Example 3: Comparative Example

Analogously to Example 1, 100 g of a hydrocarbon mixture (wax fraction from the Fischer-Tropsch synthesis with a metal content of about 351 ppm by weight (aluminum 220 ppm by weight, nickel 109 ppm by weight, cobalt 22 wt ppm )) was melted at 85 ° C and placed in an autoclave. The metal content was determined by X-ray fluorescence analysis (RFA) using the method Uniquant 2. 100 g of water were added to the melted wax and the mixture was heated to 150 ° C. with vigorous stirring. The autoclave stood under a pressure of 4.7 bar, absolute. This temperature was maintained for one hour and then the mixture was cooled to 90 ° C. Upon completion of the stirring, a metal-containing gray-green phase formed which could be separated by a pleated filter. The filtrate was separated into two liquid phases (water and hydrocarbon). The analysis of the wax showed that only 50% of the metals were removed from the hydrocarbon fraction. In the hydrocarbon fraction, 120 wt. Ppm aluminum was not in the wax quantifiable but identifiable traces of cobalt and 54 ppm by weight nickel were found. The metal separation in this comparative example was therefore insufficient.

Industrial Applicability

The invention provides a process for the removal of metal contaminants from hydrocarbon fractions which, compared with the processes known in the prior art, is distinguished by its simplicity of apparatus and by the absence of additional, in particular process-foreign, extractants. Furthermore, it is advantageous that only substances with negligible or low hazard potential are used and the use of substances with high hazard potential, such as hydrogen fluoride, is avoided.

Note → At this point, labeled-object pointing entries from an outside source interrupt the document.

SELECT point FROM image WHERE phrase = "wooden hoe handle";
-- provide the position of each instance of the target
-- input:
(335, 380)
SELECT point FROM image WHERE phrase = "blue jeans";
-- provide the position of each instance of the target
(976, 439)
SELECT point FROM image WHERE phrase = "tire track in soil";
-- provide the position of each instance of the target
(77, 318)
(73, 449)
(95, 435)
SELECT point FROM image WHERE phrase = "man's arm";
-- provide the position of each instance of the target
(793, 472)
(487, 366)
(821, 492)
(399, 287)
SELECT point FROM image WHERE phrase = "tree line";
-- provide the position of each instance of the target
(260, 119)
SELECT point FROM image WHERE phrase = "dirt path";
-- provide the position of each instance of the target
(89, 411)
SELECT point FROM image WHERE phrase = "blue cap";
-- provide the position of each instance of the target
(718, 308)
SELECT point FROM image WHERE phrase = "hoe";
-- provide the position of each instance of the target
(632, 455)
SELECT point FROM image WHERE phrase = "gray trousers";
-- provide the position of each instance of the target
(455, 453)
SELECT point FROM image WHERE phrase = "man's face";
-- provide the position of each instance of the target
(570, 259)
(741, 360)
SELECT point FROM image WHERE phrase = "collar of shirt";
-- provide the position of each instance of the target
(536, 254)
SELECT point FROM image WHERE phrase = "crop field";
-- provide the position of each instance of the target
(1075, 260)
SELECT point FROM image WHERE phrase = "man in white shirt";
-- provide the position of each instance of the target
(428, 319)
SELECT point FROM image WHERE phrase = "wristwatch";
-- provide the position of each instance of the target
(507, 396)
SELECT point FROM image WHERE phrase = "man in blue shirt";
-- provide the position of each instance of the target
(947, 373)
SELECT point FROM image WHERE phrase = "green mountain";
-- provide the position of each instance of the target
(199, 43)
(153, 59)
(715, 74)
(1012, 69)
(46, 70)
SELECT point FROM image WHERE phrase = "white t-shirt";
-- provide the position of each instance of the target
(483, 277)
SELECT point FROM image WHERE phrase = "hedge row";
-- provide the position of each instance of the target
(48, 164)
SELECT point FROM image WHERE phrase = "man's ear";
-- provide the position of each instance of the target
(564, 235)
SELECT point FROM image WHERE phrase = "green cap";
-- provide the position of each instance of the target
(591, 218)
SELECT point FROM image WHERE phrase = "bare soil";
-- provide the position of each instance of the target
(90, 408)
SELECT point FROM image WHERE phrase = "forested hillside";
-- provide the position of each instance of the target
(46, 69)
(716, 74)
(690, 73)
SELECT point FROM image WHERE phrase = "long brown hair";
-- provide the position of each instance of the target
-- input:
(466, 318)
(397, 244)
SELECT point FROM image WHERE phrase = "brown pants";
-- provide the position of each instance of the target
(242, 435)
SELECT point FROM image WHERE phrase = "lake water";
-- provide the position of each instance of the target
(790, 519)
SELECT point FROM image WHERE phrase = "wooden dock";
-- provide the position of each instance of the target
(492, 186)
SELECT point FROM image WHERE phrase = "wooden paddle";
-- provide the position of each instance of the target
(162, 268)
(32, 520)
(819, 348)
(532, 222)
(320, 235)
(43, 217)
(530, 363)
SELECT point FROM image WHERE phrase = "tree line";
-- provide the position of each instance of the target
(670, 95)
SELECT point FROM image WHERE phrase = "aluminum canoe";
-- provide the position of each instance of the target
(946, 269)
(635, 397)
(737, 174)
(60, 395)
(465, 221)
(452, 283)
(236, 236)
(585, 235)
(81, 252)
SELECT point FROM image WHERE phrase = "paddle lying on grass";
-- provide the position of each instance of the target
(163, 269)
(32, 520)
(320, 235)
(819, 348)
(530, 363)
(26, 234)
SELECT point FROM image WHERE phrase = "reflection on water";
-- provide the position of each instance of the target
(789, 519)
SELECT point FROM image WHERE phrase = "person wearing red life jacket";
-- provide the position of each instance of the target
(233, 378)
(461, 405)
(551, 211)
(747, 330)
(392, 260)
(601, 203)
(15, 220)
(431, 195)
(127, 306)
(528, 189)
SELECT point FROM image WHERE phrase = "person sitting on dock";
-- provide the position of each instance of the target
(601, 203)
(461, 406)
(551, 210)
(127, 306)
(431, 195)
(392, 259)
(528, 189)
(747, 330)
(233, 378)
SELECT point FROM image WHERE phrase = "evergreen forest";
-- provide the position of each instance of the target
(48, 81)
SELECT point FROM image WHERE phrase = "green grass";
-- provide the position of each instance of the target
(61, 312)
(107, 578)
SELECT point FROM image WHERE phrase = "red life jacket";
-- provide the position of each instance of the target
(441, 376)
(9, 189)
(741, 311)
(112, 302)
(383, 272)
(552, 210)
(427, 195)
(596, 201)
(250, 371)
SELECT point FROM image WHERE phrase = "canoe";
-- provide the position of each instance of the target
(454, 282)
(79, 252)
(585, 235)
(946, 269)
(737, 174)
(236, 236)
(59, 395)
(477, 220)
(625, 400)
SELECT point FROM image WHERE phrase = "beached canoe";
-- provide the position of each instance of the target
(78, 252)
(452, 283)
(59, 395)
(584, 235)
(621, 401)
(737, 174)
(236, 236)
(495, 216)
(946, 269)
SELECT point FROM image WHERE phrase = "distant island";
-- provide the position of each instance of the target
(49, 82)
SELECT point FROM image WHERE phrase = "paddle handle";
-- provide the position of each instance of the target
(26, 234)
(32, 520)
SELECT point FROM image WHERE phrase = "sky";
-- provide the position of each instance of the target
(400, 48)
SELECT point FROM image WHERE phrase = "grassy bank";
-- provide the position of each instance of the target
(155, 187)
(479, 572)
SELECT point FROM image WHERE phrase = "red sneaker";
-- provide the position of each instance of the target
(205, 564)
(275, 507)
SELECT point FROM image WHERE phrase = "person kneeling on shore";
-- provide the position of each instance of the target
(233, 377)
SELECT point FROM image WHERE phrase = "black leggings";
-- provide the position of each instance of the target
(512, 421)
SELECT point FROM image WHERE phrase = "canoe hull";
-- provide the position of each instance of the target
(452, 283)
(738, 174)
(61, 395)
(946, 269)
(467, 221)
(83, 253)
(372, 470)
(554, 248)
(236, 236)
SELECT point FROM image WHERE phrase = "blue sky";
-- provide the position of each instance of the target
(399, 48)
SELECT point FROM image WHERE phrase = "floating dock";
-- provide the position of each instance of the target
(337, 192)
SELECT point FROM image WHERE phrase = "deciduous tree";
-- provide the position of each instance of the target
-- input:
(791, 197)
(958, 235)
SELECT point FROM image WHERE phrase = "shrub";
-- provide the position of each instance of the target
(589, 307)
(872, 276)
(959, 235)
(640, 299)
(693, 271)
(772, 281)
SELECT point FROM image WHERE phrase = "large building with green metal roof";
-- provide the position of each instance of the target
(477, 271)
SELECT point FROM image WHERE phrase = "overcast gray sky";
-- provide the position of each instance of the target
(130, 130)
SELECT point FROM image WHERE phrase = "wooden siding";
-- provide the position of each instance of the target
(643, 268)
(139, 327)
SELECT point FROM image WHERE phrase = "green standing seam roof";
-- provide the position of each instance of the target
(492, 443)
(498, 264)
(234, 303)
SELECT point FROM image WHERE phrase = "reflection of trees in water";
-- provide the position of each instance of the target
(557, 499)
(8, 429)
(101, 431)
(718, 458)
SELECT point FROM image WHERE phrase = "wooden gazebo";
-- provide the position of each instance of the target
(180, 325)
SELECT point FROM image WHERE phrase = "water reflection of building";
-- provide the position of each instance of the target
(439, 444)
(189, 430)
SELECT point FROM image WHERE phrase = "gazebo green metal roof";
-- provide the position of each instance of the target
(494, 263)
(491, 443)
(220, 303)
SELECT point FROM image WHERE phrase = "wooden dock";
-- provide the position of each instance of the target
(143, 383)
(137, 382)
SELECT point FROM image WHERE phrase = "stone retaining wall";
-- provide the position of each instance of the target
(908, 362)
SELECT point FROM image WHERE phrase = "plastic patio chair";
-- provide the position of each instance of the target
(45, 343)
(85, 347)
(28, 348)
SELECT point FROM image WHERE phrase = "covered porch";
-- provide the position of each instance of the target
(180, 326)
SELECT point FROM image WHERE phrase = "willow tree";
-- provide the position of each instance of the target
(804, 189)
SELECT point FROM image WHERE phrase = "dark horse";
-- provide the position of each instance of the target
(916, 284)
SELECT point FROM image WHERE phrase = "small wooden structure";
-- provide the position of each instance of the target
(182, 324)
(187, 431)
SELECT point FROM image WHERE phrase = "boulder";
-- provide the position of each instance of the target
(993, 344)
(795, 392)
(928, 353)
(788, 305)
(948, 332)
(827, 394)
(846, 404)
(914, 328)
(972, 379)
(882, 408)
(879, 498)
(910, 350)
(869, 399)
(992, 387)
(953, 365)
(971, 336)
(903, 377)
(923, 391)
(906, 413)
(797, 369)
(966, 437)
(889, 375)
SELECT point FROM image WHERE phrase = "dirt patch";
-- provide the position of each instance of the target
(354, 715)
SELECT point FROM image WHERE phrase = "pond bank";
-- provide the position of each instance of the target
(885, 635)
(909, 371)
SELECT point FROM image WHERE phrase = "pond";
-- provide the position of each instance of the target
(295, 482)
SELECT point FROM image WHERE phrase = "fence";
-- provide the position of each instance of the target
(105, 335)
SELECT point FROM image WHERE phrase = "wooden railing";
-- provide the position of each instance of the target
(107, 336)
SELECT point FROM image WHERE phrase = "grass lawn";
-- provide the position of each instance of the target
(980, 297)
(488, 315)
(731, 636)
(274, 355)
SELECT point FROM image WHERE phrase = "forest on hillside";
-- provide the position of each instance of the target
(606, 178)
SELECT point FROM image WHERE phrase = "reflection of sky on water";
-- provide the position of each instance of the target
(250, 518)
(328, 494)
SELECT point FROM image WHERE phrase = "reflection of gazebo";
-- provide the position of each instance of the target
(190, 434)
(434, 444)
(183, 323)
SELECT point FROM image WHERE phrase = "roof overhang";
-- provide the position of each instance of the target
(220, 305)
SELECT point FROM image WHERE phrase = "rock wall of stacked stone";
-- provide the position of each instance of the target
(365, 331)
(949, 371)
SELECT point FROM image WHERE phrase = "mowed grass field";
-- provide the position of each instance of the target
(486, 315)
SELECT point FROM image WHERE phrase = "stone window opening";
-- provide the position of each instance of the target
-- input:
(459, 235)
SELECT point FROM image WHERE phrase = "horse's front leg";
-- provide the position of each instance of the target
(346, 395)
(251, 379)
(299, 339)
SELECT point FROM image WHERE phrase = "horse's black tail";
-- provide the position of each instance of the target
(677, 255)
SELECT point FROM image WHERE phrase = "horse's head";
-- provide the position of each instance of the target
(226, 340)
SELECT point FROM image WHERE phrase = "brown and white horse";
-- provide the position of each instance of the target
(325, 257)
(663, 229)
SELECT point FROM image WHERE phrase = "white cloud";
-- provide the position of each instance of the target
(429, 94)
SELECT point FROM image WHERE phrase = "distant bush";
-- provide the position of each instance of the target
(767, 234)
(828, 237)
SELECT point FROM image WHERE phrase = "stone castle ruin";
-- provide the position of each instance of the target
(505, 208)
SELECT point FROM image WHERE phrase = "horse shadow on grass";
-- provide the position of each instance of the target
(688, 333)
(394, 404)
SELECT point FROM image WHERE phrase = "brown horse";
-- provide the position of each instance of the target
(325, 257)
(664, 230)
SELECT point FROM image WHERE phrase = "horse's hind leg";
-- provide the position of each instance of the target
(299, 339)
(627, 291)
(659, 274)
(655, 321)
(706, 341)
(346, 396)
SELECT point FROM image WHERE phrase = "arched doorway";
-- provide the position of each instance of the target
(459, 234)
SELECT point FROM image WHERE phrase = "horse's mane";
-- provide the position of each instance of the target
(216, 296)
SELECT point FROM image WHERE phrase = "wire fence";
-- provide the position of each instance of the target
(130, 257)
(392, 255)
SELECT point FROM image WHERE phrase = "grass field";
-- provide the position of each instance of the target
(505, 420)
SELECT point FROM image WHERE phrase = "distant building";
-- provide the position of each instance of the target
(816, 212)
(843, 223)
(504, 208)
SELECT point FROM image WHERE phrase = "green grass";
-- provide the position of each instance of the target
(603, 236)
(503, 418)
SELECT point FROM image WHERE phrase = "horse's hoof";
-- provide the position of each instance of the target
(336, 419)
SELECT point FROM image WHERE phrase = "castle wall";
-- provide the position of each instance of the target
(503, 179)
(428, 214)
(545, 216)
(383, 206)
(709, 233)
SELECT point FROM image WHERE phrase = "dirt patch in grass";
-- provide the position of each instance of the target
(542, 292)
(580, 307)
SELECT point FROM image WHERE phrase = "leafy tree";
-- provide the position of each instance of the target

QUOTES INCLUDE IN THE DESCRIPTION

This list of the documents listed by the applicant has been generated automatically and is included solely for the better information of the reader. The list is not part of the German patent or utility model application. The DPMA assumes no liability for any errors or omissions.

Cited patent literature

• US 4801573 [0002]
• WO 98/27181 A1 [0002]
• DE 1212662 [0004]
• US 4518484 [0005]
• DE 102011013470 A1 [0006]
• WO 2006/053350 A1 [0007]

Cited non-patent literature

• Ullmann's Encyclopedia of Industrial Chemistry, Sixth Edition, 1998 Electronic Release, keyword "Coal Liquefaction," Chapter 2.2 "Fischer-Tropsch Synthesis" [0002]

Claims (4)

A process for producing a low-metal hydrocarbon fraction, wherein the metals in the hydrocarbon fraction are chemically bound or dispersed in colloidal or finely dispersed form in the hydrocarbon fraction, comprising the steps of: (a) providing the metal-containing hydrocarbon fraction in liquid form, (b) contacting the liquid, metal-containing hydrocarbon fraction with a water-containing liquid phase having a pH of 8 to 9 at temperatures of at most 150 ° C. with stirring, (c) stopping the stirring, cooling to a temperature between the melting point of the hydrocarbon fraction and the boiling point of the hydrous liquid phase and separating the heavy hydrous liquid phase by a mechanical separation process, (d) contacting the liquid, metal-containing hydrocarbon fraction with solid, pulverulent diatomaceous earth with stirring, the mass ratio of diatomaceous earth to the total metal content in the hydrocarbon fraction being at least 10, preferably at least 20, (e) stopping the stirring, separating the metal-loaded kieselguhr by means of a machanic separation process, (f) discharging the hydrocarbon-containing liquid phase as a metal-depleted hydrocarbon fraction. A method according to claim 1, characterized in that as a mechanical separation method in step (c) the sedimentation, centrifugation or decantation and in step (e) the filtration is used. A method according to claim 1, characterized in that for adjusting the pH in process step (b) aqueous NaOH solution or phosphate buffer solution is used. A method according to claim 1, characterized in that the particle size of the diatomaceous earth used is less than 40 microns.